Perché allora un luogo così importante chiude tutti i giorni alle 19 e il sabato alle 13.30, mentre, come invece accade in altri contesti felici, le biblioteche potrebbero restare aperte fino a mezzanotte, o ventiquattro ore, o la domenica, o l’intera estate, come è normale ad esempio a tutte le grandi biblioteche europee, piene degli studiosi che d’estate hanno tempo di consultare i libri per le loro ricerche? E perché i soldi che la Biblioteca Nazionale ha in dotazione sono un milione e trecentomila euro l’anno mentre, sempre per dire, alla British Library – pur con i tagli di Cameron – lo stato dà l’equivalente di 150 milioni di euro l’anno e alla Bibliotèque Nationale de France – pur con i tagli di Sarkozy – 200 milioni di euro l’anno?
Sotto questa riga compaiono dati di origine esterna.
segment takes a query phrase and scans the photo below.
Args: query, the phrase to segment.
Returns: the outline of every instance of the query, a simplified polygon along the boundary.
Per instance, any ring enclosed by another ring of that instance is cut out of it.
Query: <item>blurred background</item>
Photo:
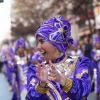
[[[13,46],[19,37],[27,41],[29,48],[35,47],[34,34],[38,26],[58,15],[71,23],[72,37],[83,50],[88,39],[92,43],[94,35],[100,35],[100,0],[0,0],[0,48]],[[12,93],[7,95],[10,98]],[[95,93],[91,93],[88,100],[96,100]]]

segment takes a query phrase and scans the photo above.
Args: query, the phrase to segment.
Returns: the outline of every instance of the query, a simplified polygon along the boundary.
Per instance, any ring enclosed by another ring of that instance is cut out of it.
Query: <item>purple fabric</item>
[[[15,52],[20,46],[22,46],[24,49],[26,49],[25,40],[23,38],[19,38],[19,39],[16,40]]]
[[[95,85],[95,89],[97,93],[100,93],[100,56],[97,54],[96,50],[92,50],[91,51],[91,55],[92,55],[92,61],[91,61],[91,67],[92,67],[92,71],[93,69],[96,69],[96,82],[97,84]]]
[[[36,32],[36,38],[38,35],[56,46],[61,52],[66,51],[68,43],[73,43],[70,23],[62,16],[45,20]]]
[[[77,41],[73,41],[73,47],[77,47],[78,46],[78,42]]]
[[[71,59],[71,58],[70,58]],[[56,88],[58,93],[60,94],[62,100],[65,100],[69,97],[69,100],[81,100],[83,97],[87,97],[90,92],[90,80],[88,78],[88,73],[84,73],[81,78],[76,78],[75,75],[82,73],[83,70],[88,70],[89,67],[89,59],[86,57],[79,58],[76,69],[68,76],[73,80],[73,84],[68,93],[63,92],[60,84],[58,82],[50,81],[50,83]],[[35,85],[38,83],[38,78],[36,77],[36,67],[30,66],[30,73],[28,74],[28,84],[27,89],[28,93],[26,95],[26,100],[50,100],[50,98],[46,94],[40,94],[36,92]],[[31,84],[31,80],[34,79],[34,84]],[[50,88],[50,87],[48,87]],[[53,90],[49,89],[54,100],[59,100],[57,95]],[[45,98],[45,99],[44,99]]]
[[[95,35],[93,37],[93,44],[95,45],[96,43],[100,43],[100,36],[98,36],[98,35]]]
[[[32,61],[32,60],[38,60],[38,61],[40,61],[40,62],[43,62],[43,61],[44,61],[44,58],[42,58],[40,54],[35,53],[35,54],[32,56],[32,58],[31,58],[31,61]]]

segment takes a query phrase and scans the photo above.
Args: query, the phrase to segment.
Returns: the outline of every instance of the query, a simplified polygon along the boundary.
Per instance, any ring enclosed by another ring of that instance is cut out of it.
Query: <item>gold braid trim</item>
[[[43,93],[46,93],[46,92],[48,91],[48,88],[47,88],[47,87],[41,87],[41,86],[39,85],[39,83],[38,83],[38,84],[36,84],[36,86],[35,86],[35,90],[36,90],[38,93],[43,94]]]
[[[72,80],[71,79],[69,79],[69,78],[67,78],[66,79],[66,84],[65,84],[65,86],[62,88],[62,90],[64,91],[64,92],[68,92],[70,89],[71,89],[71,87],[72,87]]]

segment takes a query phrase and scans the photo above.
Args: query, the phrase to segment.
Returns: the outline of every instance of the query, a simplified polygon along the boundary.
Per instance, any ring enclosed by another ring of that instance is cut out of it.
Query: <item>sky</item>
[[[10,33],[10,8],[11,0],[4,0],[0,3],[0,42],[7,38]]]

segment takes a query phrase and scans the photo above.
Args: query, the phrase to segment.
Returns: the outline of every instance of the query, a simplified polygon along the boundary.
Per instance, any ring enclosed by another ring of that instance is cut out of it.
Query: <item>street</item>
[[[0,73],[0,100],[11,100],[12,92],[8,90],[9,84],[4,74]]]
[[[0,73],[0,100],[11,100],[12,92],[8,90],[9,84],[4,74]],[[95,93],[91,93],[87,100],[96,100]]]

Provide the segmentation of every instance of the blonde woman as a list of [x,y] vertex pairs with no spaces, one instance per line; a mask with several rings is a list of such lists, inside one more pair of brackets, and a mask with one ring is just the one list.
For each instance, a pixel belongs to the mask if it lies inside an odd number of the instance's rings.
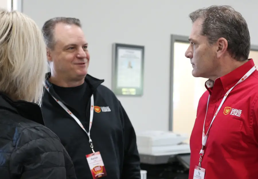
[[40,106],[46,54],[33,21],[0,9],[1,179],[76,178],[59,139],[43,125]]

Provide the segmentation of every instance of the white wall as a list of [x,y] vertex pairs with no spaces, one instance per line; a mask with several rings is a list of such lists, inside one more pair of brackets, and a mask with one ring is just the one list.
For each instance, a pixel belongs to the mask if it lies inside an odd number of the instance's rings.
[[[136,130],[167,130],[170,35],[188,36],[191,27],[188,14],[215,3],[231,5],[241,11],[249,25],[251,43],[258,45],[256,18],[258,1],[254,1],[24,0],[23,9],[40,27],[45,21],[55,16],[80,19],[89,43],[89,73],[104,79],[104,84],[109,88],[111,86],[112,44],[144,45],[144,95],[118,98]],[[183,71],[179,75],[183,75]]]
[[10,10],[11,8],[11,0],[0,0],[0,7]]

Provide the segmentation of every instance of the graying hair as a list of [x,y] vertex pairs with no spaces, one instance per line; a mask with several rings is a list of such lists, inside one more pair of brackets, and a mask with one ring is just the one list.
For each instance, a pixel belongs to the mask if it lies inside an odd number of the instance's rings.
[[248,59],[251,44],[247,23],[231,6],[212,6],[196,10],[189,17],[193,23],[200,19],[203,20],[201,35],[207,37],[210,44],[220,38],[225,38],[232,58],[238,61]]
[[54,47],[55,41],[54,30],[56,24],[59,23],[75,25],[81,27],[80,20],[76,18],[57,17],[51,19],[46,21],[42,27],[42,31],[44,35],[46,45],[50,49],[53,49]]

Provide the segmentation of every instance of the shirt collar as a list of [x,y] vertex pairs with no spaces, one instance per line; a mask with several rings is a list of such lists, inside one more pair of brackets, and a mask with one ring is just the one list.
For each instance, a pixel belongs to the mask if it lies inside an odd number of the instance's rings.
[[[217,79],[215,81],[216,82],[216,83],[220,81],[224,90],[226,92],[233,87],[254,65],[253,59],[248,59],[248,61],[246,63],[226,75]],[[209,79],[205,83],[205,87],[210,94],[214,83],[212,81]]]

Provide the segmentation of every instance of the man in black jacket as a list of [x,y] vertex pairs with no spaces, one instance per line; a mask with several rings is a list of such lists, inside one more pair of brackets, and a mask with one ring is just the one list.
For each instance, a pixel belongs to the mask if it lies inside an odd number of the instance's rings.
[[51,69],[44,118],[72,158],[78,179],[140,179],[134,130],[104,80],[87,74],[89,54],[80,21],[52,19],[43,30]]

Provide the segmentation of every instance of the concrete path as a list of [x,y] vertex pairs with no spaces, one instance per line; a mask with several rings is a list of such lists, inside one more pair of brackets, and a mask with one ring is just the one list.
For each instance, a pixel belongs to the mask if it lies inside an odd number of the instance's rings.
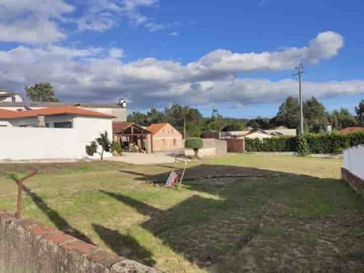
[[123,153],[118,157],[105,158],[105,160],[120,161],[136,165],[167,164],[174,162],[174,154],[141,154],[139,153]]

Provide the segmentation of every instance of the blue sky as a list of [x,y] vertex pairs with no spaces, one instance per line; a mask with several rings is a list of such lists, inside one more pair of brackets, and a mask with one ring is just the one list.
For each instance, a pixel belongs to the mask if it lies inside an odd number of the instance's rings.
[[65,101],[272,116],[297,95],[302,62],[306,97],[353,112],[363,10],[358,0],[1,0],[0,88],[47,81]]

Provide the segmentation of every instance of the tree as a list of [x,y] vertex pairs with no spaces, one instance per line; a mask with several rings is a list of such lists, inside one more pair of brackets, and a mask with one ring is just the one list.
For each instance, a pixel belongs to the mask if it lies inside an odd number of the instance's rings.
[[203,147],[203,141],[200,138],[186,139],[185,146],[188,149],[193,150],[195,152],[195,156],[198,158],[198,150]]
[[303,102],[303,116],[309,131],[318,133],[325,129],[328,123],[326,110],[314,97]]
[[361,126],[364,126],[364,100],[362,100],[359,103],[359,105],[355,108],[355,113],[359,120],[359,123]]
[[300,105],[298,99],[290,96],[279,107],[277,115],[270,122],[272,126],[284,126],[296,129],[300,124]]
[[[90,156],[94,156],[96,153],[99,154],[102,160],[104,159],[104,152],[112,152],[112,144],[108,138],[107,131],[100,133],[100,136],[96,141],[92,141],[89,145],[86,146],[86,153]],[[98,144],[101,147],[101,152],[98,151]]]
[[328,114],[328,119],[332,124],[335,130],[341,130],[348,127],[355,126],[357,121],[346,108],[341,108],[340,111],[335,110]]
[[59,102],[49,82],[39,82],[33,86],[25,86],[24,89],[27,97],[32,102]]

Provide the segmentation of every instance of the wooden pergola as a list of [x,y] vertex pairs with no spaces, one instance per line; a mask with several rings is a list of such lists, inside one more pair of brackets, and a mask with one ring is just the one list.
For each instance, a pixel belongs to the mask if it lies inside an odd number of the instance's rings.
[[134,144],[147,153],[152,152],[152,133],[146,128],[134,122],[113,122],[113,131],[122,147]]

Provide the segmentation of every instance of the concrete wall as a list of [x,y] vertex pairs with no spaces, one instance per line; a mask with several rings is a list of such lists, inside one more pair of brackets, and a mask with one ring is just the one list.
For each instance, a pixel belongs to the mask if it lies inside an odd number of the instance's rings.
[[203,148],[215,149],[216,154],[225,155],[228,153],[228,144],[226,141],[215,139],[203,139]]
[[[216,154],[216,149],[209,148],[199,149],[198,155],[199,157],[204,157],[205,156],[212,156]],[[186,156],[194,156],[195,152],[192,149],[186,149],[185,150],[185,155]]]
[[[49,124],[50,127],[54,128],[55,123],[56,122],[72,122],[73,117],[72,116],[65,115],[63,116],[46,116],[44,117],[44,121]],[[9,119],[9,122],[13,126],[29,126],[29,127],[36,127],[37,123],[36,117],[27,117],[19,118],[16,119]]]
[[153,152],[175,151],[185,148],[182,135],[167,124],[152,136]]
[[29,219],[0,211],[0,273],[158,273]]
[[71,129],[0,127],[0,160],[88,158],[85,147],[100,132],[106,130],[112,140],[111,119],[76,117],[73,125]]
[[364,145],[359,145],[344,151],[344,167],[351,173],[364,179]]
[[[15,95],[13,97],[14,97],[14,98],[15,99],[15,101],[16,102],[21,102],[23,101],[23,98],[21,97],[20,97],[19,95]],[[5,99],[4,99],[3,100],[1,100],[1,101],[0,101],[0,103],[1,102],[13,102],[13,99],[11,97],[8,97],[7,98],[6,98]]]

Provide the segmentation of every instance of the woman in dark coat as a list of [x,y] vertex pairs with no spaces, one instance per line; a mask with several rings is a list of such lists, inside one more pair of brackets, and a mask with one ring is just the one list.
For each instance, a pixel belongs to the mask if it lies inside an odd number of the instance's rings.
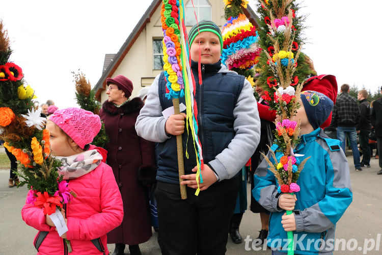
[[148,171],[155,178],[154,143],[138,137],[134,128],[143,102],[132,99],[133,86],[123,75],[107,78],[107,100],[100,116],[110,141],[106,163],[113,168],[123,201],[124,217],[121,225],[107,234],[107,243],[115,243],[113,255],[124,254],[129,245],[131,254],[140,254],[139,244],[151,236],[150,209],[147,189],[138,180],[138,172]]

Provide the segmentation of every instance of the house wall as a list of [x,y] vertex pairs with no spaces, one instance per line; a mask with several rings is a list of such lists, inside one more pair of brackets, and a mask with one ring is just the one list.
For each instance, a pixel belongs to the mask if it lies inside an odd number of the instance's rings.
[[[222,0],[208,0],[208,2],[212,7],[212,21],[221,29],[226,23],[224,3]],[[163,38],[160,22],[160,8],[161,5],[159,5],[150,18],[150,21],[147,23],[134,44],[111,75],[114,77],[122,74],[131,80],[134,86],[131,97],[136,96],[138,91],[143,88],[141,80],[147,84],[150,78],[153,81],[155,77],[161,72],[160,70],[153,70],[153,40]],[[187,27],[187,28],[189,31],[191,27]],[[101,93],[101,101],[104,102],[107,98],[106,91],[104,90]]]

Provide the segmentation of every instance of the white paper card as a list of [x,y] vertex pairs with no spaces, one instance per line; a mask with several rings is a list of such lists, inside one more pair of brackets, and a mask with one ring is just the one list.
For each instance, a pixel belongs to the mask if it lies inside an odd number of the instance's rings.
[[[182,103],[180,103],[179,104],[179,111],[182,112],[185,110],[186,110],[186,106],[185,106]],[[163,110],[162,112],[162,114],[163,114],[163,116],[166,118],[170,117],[170,115],[174,114],[174,107],[172,106],[171,107],[169,107],[167,109]]]
[[65,223],[65,219],[62,216],[61,212],[58,209],[56,209],[56,212],[49,215],[54,225],[57,228],[57,232],[60,237],[68,231],[68,227]]

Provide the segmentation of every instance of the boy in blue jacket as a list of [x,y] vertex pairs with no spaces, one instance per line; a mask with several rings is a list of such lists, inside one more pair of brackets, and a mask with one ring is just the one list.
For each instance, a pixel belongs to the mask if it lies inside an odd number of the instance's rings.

Non ci piace parlare di emergenza, ci piace parlare di partecipazione attiva. Per questo abbiamo deciso per un giorno di trasformare la biblioteca in quello che dovrebbe essere tutti i giorni: un luogo restituito alla cittadinanza, una “fontanella” della cultura. E abbiamo indetto un’assemblea per tutti coloro che sono convinti che la cultura debba essere un bene comune.
Abbiamo raccolto gli ultimi dati che indicano la terribile crisi, di investimento e di progetto, che attraversa le biblioteche italiane; potete leggerne anche voi qui
Abbiamo ripreso un decalogo di punti individuati da Antonella Agnoli nel libro Le piazze del sapere, il cui lavoro è un riferimento fondamentale per questa mobilitazione,e il cui link è qui.
Abbiamo coinvolto quelli stanno facendo battaglie parallele alla nostra: gli archivisti che si mobiliteranno dal 12 al 15 ottobre: ne leggere qui.
Abbiamo visto che anche altrove stanno protestando in un modo molto simile al nostro, per esempio qui.
Ma soprattutto abbiamo chiamato a raccolta tutti, i bibliotecari, i lavoratori della biblioteca, gli archivisti, gli utenti della biblioteca, gli scrittori, i redattori, i traduttori, i giornalisti, gli editori, i grafici, i ricercatori, gli insegnanti, i semplici lettori, e soprattutto i semplici cittadini, insomma voi: tutti coloro che – al contrario di questo governo rapace, cinico e triste – sperano che la cultura per una volta possa vincere contro i tagli, e che si possa trasformare un deserto in una sorgente.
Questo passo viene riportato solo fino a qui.